Creating Better Quiz Distractors with LLMs

Crafting plausible quiz distractors is hard; a practical workaround is to use a smaller model with a higher temperature to generate incorrect-but-plausible options, though results can still vary.

One early task that seemed like it should be straightforward for a language model—but turned out to be unexpectedly difficult in practice—was generating quizzes.

Language models were already quite good at producing quiz questions when you gave them an article or other source text. The sticking point wasn’t the question or even the correct answer. It was the distractors.

Distractors are hard because they need to be wrong in a very specific way: close enough to feel plausible, but not actually correct. Early models often missed that nuance and produced options that were simply “different,” not “temptingly close.”

Example: Lincoln question and bad distractors

If I asked:

What was Abraham Lincoln’s most famous speech?

and I wanted the correct answer to be:

  • The Gettysburg Address

the model would often generate distractors that were wildly off in category or context, such as:

  • Kennedy’s “To the Moon” speech
  • A line or passage from a movie

Those answers are clearly wrong to a human reader—not because they’re incorrect (they are), but because they don’t feel like plausible confusion. Good distractors tend to be adjacent: the same era, same domain, same kind of thing.

Why this happened

It wasn’t that the model “wanted” to give incorrect answers. If the model understands the question, it generally tries to give the right answer—unless it hallucinates.

Ironically, hallucination ended up being part of my workaround.

A practical workaround I used

I found I could get more usable distractors by intentionally leaning into a known weakness of early models:

  • Use a smaller model
  • Increase the temperature slightly
  • Encourage it to generate incorrect-but-plausible answers

In effect, the model might reason loosely:

“Abraham Lincoln… politician… famous speech or document…”

and produce something like:

  • The Magna Carta

That’s obviously not correct, but it demonstrates the kind of “close in vibe” error that can sometimes be reshaped into a distractor—especially when you’re trying to quickly generate multiple options.

Additional example (illustrative of the same failure mode)

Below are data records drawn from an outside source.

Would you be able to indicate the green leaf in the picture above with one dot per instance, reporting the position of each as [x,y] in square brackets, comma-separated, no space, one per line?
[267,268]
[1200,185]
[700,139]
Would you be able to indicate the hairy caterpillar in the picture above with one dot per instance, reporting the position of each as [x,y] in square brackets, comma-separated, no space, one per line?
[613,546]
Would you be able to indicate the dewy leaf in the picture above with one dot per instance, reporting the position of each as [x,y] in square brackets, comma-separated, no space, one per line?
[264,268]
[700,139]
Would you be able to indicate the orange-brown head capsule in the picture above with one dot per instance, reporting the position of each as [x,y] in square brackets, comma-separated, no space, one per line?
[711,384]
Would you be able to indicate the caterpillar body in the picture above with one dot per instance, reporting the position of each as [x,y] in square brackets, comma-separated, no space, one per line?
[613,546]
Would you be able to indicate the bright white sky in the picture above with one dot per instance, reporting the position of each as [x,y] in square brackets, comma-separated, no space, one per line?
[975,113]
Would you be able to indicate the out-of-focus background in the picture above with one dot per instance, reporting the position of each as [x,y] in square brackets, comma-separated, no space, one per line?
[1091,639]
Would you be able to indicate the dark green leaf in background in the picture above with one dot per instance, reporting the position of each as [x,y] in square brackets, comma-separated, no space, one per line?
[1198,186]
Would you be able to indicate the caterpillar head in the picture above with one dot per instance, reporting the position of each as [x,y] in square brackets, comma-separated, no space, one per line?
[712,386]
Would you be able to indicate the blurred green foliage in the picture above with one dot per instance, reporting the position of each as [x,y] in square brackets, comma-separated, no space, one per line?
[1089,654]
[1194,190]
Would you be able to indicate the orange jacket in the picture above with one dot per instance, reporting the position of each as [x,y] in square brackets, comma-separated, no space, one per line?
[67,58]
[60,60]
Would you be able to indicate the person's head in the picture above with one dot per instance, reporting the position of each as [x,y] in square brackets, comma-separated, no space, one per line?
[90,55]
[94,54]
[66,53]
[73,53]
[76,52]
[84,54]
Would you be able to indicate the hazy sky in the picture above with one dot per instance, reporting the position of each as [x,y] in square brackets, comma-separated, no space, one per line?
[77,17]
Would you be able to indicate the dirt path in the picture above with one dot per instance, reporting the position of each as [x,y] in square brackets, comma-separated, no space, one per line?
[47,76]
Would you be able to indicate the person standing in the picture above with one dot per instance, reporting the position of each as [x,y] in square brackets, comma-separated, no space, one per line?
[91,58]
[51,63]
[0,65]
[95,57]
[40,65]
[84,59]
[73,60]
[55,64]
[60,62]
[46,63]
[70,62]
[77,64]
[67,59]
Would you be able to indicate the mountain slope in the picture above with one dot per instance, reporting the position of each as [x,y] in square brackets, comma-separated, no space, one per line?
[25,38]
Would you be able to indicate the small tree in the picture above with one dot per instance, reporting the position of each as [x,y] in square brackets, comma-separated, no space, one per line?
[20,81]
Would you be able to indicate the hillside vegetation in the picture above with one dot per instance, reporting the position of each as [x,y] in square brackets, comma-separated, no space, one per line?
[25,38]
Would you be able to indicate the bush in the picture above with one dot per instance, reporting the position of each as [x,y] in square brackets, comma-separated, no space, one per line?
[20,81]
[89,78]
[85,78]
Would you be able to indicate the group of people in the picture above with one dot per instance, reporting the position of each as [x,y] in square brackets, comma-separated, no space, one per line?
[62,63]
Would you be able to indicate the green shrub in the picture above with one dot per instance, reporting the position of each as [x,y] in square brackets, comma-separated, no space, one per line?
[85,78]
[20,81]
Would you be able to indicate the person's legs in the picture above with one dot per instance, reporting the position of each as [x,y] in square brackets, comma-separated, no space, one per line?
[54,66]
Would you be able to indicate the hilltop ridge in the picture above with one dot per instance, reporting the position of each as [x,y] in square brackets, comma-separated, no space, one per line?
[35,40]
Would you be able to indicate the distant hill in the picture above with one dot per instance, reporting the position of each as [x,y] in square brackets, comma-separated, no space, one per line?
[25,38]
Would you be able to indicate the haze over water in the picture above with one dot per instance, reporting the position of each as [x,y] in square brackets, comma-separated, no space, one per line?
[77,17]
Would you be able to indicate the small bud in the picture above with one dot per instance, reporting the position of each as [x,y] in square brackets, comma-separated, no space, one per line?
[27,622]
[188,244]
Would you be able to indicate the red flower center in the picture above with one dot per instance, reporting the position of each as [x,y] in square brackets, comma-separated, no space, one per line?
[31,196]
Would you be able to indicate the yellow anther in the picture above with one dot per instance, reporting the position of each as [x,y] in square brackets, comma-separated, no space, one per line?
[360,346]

If you asked a model for distractors to a well-known correct answer, early versions often produced items that were merely famous, not plausibly confusable. For instance, even when the correct answer is a specific historical speech, it might output unrelated famous speeches from other centuries or totally different contexts, because it’s sampling “famous speech” rather than “plausible alternative that a student might choose.”

The “one-shot” problem

The frustrating part was that you couldn’t reliably one-shot the whole thing with a prompt like:

Generate a quiz question, the correct answer, and three good distractors.

You could get decent questions and correct answers, but distractors often required extra prompting steps and more strategy to keep them in the same semantic neighborhood as the truth.

Where this stands now

Newer models are much better at producing reasonable distractors. But at the time, this was a real prompt-design problem that needed solving. My workaround—using a smaller model at higher temperature to generate controlled, plausible-sounding wrong answers—helped, but it still didn’t work for every topic.